Given a 3x3 matrix representing a unit cell, outputs a list of lattice parameters.

Parameters:

matrix – a 3x3 array or list, where the first, second, and third rows represent the a, b, and c vectors respectively
radians – if True, outputs angles in radians. If False, outputs in degrees

Returns:

a 1x6 list of lattice parameters [a, b, c, alpha, beta, gamma]. a, b, and c are the length of the lattice vectos, and alpha, beta, and gamma are the angles between these vectors (in radians by default)
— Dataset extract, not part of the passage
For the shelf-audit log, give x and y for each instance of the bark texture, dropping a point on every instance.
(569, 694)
pyxtal.lattice.para2matrix(cell_para, radians=True, format='upper')[source]

Given a set of lattic parameters, generates a matrix representing the lattice vectors

Parameters:

cell_para – a 1x6 list of lattice parameters [a, b, c, alpha, beta, gamma]. a, b, and c are the length of the lattice vectos, and alpha, beta, and gamma are the angles between these vectors. Can be generated by matrix2para
radians – if True, lattice parameters should be in radians. If False, lattice angles should be in degrees
format – a string (‘lower’, ‘symmetric’, or ‘upper’) for the type of matrix to be output

Returns:

a 3x3 matrix representing the unit cell. By default (format=’lower’), the a vector is aligined along the x-axis, and the b vector is in the y-z plane

pyxtal.lattice.random_shear_matrix(width=1.0, unitary=False)[source]

Generate a random symmetric shear matrix with Gaussian elements. If unitary is True, normalize to determinant 1

Parameters:

width – the width of the normal distribution to use when choosing values. Passed to np.random.normal
unitary – whether or not to normalize the matrix to determinant 1

Returns:

a 3x3 numpy array of floats

pyxtal.lattice.random_vector(minvec=[0.0, 0.0, 0.0], maxvec=[1.0, 1.0, 1.0], width=0.35, unit=False)[source]

Generate a random vector for lattice constant generation. The ratios between x, y, and z of the returned vector correspond to the ratios between a, b, and c. Results in a Gaussian distribution of the natural log of the ratios.

Parameters:

minvec – the bottom-left-back minimum point which can be chosen
maxvec – the top-right-front maximum point which can be chosen
width – the width of the normal distribution to use when choosing values. Passed to np.random.normal
unit – whether or not to normalize the vector to determinant 1

Returns:

a 1x3 numpy array of floats